We observed a longitudinal association between baseline hArg levels and 10-year incident hyperglycaemia and a positive interaction between baseline hArg and BMI on NMR-based fasting serum glucose in young men. However, cross-sectional associations between hArg and fasting glucose were absent in both men and women, in line with the lack of causal effects on glycaemic traits in individuals without T2DM. In contrast, hArg was independently associated with fasting glucose in older adults13. Moreover, in an RCT on oral hArg supplementation lasting 4 weeks in 20 young volunteers, a moderate increase in plasma glucose in comparison to placebo was observed15. Compared to a 7-fold increase in hArg plasma levels after supplementation with 125 mg hArg once daily, the hArg-associated lead GATM variant used in the MR analyses showed a relatively small per allele effect of ~0.25 µmol/L (or ~14% increase from the mean value of 1.85 µmol/L). Therefore, the possible effect of hArg on blood glucose is likely seen at much higher concentrations of hArg than what is normally present in the blood, in line with the tightly regulated glucose homeostasis in humans without overt T2DM. A 16-week oral hArg supplementation resulted in a 6-fold increase in plasma hArg, as well as increased insulin secretion and reduced blood glucose in mice on a high-fat diet but not in mice on a normal diet14. This contrasts with a moderate increase in blood glucose in the RCT, probably due to the differences in glucose metabolism between mice and humans.

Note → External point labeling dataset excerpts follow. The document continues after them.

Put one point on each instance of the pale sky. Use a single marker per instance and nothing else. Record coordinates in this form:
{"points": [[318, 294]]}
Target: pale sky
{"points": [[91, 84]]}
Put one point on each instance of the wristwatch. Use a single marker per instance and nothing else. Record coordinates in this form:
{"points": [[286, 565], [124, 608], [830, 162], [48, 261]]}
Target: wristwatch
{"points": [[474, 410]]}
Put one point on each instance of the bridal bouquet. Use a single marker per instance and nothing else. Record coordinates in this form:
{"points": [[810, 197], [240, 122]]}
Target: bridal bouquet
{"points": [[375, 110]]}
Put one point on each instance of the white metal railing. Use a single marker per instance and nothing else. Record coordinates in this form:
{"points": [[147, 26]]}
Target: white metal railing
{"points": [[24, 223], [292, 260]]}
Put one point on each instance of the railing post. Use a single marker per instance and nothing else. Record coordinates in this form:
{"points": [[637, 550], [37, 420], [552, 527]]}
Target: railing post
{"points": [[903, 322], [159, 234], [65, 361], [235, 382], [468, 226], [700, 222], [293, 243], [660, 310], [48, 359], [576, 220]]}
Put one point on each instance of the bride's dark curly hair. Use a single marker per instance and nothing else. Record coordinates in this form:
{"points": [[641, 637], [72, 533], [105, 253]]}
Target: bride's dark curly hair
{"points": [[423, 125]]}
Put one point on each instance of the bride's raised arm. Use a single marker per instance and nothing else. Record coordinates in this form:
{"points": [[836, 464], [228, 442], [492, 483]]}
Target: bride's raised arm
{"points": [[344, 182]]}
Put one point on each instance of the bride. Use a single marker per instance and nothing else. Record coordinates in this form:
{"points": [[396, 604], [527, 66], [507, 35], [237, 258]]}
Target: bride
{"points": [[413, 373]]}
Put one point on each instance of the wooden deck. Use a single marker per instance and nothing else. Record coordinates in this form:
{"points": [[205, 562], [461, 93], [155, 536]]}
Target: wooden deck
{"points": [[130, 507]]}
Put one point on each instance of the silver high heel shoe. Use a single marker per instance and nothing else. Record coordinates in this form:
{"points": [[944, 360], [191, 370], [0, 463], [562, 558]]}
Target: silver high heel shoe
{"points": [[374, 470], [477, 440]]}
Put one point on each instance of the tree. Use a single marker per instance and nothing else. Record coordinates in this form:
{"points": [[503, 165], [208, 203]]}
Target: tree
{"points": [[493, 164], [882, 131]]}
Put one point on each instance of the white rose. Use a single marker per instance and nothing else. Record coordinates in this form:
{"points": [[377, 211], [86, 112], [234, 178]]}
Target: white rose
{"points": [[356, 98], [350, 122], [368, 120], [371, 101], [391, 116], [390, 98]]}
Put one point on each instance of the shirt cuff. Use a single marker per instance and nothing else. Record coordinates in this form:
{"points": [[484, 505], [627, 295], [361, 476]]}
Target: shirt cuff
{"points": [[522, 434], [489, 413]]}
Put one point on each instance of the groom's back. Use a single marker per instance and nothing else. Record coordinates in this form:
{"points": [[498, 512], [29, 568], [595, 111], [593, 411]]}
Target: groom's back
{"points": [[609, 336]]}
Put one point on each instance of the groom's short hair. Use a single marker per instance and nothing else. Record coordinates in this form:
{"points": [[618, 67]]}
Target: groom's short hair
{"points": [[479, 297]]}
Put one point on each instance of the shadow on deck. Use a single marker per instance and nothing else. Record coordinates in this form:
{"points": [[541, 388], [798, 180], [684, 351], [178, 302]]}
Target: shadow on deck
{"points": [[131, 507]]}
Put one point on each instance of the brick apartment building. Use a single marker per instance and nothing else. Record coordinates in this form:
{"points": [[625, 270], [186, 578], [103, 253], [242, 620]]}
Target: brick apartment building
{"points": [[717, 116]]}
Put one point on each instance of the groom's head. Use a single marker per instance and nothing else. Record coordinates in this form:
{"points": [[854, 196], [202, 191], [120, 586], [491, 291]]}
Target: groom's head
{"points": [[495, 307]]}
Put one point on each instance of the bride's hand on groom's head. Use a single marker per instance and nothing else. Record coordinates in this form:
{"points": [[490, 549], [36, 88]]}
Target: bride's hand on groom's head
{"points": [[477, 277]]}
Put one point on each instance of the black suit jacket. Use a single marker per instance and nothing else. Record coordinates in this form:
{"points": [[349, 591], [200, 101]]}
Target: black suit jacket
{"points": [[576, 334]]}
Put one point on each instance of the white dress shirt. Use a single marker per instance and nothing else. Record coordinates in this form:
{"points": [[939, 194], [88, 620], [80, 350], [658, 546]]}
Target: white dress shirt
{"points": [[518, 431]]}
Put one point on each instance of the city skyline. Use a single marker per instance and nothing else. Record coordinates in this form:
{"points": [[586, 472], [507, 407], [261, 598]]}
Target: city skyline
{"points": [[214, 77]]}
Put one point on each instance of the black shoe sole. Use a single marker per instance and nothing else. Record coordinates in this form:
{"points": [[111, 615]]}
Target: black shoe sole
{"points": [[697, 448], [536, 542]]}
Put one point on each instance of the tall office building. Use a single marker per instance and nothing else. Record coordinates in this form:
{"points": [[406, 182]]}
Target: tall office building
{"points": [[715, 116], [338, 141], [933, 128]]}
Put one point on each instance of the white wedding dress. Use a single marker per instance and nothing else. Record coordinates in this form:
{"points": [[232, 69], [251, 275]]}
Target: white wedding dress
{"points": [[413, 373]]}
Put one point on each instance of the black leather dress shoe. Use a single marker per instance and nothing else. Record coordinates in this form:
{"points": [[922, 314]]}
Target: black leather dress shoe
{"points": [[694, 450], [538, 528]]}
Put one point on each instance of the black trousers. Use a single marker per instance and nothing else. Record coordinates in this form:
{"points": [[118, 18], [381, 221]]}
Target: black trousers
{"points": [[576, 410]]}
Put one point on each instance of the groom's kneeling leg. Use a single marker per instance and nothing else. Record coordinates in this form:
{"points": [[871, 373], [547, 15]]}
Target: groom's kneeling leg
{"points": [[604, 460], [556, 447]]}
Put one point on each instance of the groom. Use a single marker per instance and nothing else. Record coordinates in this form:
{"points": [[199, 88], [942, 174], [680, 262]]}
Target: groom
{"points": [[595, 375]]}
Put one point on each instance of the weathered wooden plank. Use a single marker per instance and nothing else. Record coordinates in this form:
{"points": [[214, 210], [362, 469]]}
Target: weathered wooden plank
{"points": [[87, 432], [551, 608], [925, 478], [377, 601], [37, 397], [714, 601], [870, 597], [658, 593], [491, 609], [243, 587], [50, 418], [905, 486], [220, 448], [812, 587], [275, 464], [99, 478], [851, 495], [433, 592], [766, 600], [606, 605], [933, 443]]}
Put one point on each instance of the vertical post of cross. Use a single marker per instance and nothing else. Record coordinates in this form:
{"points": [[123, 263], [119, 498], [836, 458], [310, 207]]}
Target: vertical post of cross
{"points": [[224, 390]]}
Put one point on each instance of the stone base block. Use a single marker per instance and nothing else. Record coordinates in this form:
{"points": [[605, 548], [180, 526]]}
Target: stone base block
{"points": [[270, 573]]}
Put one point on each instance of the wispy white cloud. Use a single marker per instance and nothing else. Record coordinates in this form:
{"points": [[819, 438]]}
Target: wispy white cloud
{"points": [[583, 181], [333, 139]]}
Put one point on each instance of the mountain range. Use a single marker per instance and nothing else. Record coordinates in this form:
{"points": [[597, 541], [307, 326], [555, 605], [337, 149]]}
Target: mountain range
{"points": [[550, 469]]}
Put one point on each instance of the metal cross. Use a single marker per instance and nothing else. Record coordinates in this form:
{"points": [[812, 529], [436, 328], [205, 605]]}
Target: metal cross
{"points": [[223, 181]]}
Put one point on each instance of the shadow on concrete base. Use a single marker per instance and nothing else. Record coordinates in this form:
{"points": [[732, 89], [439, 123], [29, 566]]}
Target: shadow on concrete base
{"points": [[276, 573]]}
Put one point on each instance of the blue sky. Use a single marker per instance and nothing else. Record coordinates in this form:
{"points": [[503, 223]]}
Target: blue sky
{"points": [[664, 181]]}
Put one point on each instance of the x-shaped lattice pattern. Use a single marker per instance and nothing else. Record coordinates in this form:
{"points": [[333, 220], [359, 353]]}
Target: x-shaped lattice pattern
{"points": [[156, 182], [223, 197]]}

In concordance with several previous studies8, 13, we observed an independent negative association between daily smoking and circulating hArg levels, while the molecular underpinnings of this association remain elusive. In contrast to some studies on older adults from general and patient populations6, 13, we observed no associations between baseline hArg and incident arterial hypertension during a 10-year follow-up, or baseline diastolic or systolic blood pressure in young adults. We were unable to study the causality of lifelong exposure to hArg on blood pressure due to the lack of publicly available complete summary statistics on the hArg-associated SNPs, and further MR studies are thus warranted to address whether there is any causal effect of circulating hArg on blood pressure in humans. However, the RCT on hArg supplementation in young volunteers did not detect any differences in diastolic or systolic blood pressure between hArg and placebo after a 4-week supplementation15.

Baseline hArg was positively associated with incident T2DM especially in women, although the association was attenuated after adjusting for cardiometabolic risk factors and the use of oral contraceptives. A causal effect of hArg on T2DM was absent, suggesting that lifelong exposure to higher circulating hArg levels does not increase the risk of developing T2DM. In some population and patient cohorts, observational cross-sectional associations between hArg and prevalent T2DM were absent6, 7, 18, whereas in some studies, T2DM was associated with lower hArg levels compared to non-diabetic controls8, and, in patients with T2DM undergoing maintenance haemodialysis, low hArg levels correlated with longer duration of T2DM1.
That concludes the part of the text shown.